I think one major part of Batiuk’s failings as a writer is that he makes faulty assumptions about how his audience feels about things. He really seems to believe that people would empathize with Les here, that he’s making a point and that his griping is acting like a release for everyone’s frustrations with air travel. But it doesn’t because it’s stupid and over the top, so Les just ends up looking like an ass.
And his whole attitude about this trip is another faulty assumption on Batiuk’s part. He really seems to believe that his audience actually has some emotional investment in “Hollywood” presenting Lisa’s Story “the right way”. He thinks we care about whether Mason maintains the complete integrity of a novel that only exists in this comic strip. If we do, then the audience can empathize with all of Les’s misgivings, but because Batiuk makes the bad assumption that anyone really cares about such a thing, Les just looks like an ass instead.
Man, what an unpleasant man he would be for anyone to deal with.
I find it very amusing how his “LS” premise is based (at least in part) on his desire to see the “real” LS made into a movie. It’s almost as if he’s using FW to rationalize away a choice he himself never got to make. “Ahh, they would have just ruined my story anyway”…OK, Tom, sure.
…twice. This is already been indulged once, with the “Lust For Lisa” episode. What kind of sad, bitter old man needs TWO movie storylines to get over his butthurt that Hollywood wanted nothing to do with his third-rate, mailed-in, years-past-its-prime newspaper comics franchise.

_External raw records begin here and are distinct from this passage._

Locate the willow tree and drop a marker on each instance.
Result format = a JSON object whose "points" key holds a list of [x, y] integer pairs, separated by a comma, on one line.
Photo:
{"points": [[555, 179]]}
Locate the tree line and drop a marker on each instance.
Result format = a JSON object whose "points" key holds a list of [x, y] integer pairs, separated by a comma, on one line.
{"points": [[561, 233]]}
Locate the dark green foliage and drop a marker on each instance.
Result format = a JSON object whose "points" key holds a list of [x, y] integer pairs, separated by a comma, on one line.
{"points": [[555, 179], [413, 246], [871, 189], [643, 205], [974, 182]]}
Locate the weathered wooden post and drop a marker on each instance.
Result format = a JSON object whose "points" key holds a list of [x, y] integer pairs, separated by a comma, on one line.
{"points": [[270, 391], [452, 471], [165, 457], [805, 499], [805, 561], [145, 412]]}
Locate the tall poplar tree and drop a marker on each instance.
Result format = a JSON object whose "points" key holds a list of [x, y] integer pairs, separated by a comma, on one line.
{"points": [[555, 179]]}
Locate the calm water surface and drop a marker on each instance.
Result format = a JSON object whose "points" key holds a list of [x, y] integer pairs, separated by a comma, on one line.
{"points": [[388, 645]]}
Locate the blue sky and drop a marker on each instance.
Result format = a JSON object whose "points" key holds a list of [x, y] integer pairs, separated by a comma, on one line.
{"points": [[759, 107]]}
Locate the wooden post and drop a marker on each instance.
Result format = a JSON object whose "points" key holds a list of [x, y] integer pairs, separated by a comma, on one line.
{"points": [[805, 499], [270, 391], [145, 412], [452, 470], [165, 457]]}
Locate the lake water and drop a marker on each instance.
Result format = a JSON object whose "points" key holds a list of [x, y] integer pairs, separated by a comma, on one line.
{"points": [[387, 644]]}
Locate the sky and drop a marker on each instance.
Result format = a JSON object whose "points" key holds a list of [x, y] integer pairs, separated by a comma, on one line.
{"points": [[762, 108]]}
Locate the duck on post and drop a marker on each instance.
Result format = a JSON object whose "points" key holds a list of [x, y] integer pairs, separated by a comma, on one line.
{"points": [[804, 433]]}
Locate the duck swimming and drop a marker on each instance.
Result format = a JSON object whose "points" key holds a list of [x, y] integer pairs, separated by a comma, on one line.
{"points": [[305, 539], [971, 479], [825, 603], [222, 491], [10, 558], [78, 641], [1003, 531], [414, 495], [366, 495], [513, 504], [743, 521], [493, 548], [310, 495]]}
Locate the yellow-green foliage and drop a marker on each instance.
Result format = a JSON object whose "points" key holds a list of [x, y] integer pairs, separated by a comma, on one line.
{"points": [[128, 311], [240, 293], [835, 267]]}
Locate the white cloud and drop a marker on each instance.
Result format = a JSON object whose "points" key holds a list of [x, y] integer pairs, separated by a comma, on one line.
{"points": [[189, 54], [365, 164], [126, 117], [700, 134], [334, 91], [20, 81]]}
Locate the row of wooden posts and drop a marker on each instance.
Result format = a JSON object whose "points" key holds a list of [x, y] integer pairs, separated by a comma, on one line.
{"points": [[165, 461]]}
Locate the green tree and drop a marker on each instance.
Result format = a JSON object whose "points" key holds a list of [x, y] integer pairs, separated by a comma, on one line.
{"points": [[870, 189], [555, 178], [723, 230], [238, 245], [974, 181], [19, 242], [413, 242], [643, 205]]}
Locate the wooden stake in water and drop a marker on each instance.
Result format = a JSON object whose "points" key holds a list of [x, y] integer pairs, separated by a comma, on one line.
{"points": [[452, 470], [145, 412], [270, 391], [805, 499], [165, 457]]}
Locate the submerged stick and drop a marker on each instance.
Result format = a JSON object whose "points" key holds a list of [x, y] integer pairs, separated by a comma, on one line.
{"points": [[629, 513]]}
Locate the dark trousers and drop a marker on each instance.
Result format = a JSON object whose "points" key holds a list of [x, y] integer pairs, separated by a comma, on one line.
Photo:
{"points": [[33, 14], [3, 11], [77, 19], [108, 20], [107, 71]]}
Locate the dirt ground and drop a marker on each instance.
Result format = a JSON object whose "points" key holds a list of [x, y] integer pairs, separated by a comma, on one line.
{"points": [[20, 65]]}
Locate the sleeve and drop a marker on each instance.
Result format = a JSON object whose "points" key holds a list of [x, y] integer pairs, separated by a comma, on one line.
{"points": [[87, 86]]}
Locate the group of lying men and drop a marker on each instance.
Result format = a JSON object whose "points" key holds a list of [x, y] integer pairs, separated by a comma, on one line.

I saw the “LS” and thought you meant “Love Story.” I hope Batiuk saw the entire movie. The trailer alone was nauseating enough.
I can’t add much to what everybody else has said other than to say lord what a graceless self centered jerk. And by the by I think Mason being hot shot Hollywood actor and the like would have at the least sent Les business class tickets where if memory serves you are exempt from the sort of thing Les is bitching about.
I also realize why Les only eats out at Montoni’s. – he’s kind of customer where waiters routinely spit in his soup (at a minimum)
Still i am surprised that he didn’t complain about not getting enough peanuts.
I would like to imagine a 4th panel of the strip where Mason and Cayla drive away leaving him standing alone at the air port.
I don’t know how to read this one. If you just read the dialogue, it could be a stand-up routine (as predicted by our revered Guest Author) of comical exaggeration. But the pictured body language says that Les means this all quite seriously and is very upset about every item.
So did this stuff all really happen in the strip? Is that the 1/4” from reality thing?
And if it did really happen in the strip-world, should we thank heaven that TB didn’t spread it out instance-by-instance over a whole week?